There’s enormous pressure to “do something with AI.” That pressure is exactly why so many AI projects quietly fail: they start from the technology and go looking for a problem, instead of starting from a costly problem and asking whether AI is the right tool.
Start with the expensive, repetitive work
AI tends to pay back fastest on high-volume, repetitive, language- or document-heavy tasks: extracting data from documents, classifying and routing incoming requests, drafting first-pass responses, summarising long inputs. The test is simple — is a person doing something repetitive, at volume, that mostly follows patterns?
Keep humans in the loop
The reliable pattern isn’t “AI replaces the team.” It’s “AI handles the volume, people handle the judgement.” Design the workflow so AI does the heavy lifting and a person reviews or handles exceptions. That’s where you get speed and trust.
Where AI doesn’t pay back
- Low-volume tasks where setup costs more than it saves.
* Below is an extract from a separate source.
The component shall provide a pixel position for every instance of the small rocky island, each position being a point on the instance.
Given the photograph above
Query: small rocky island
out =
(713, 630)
- Work that demands perfect accuracy with no room for review.
- Problems that are really just missing automation or integration — no AI required.
That last point matters: a lot of what people ask AI to do is actually a plumbing problem. Connect two systems, automate a handoff, and the “AI use case” disappears — cheaper and more reliable.
How to decide
Before building anything, audit your processes and rank opportunities by payback. That’s the entire purpose of an Automation Audit — and sometimes its most valuable output is “don’t build that yet.”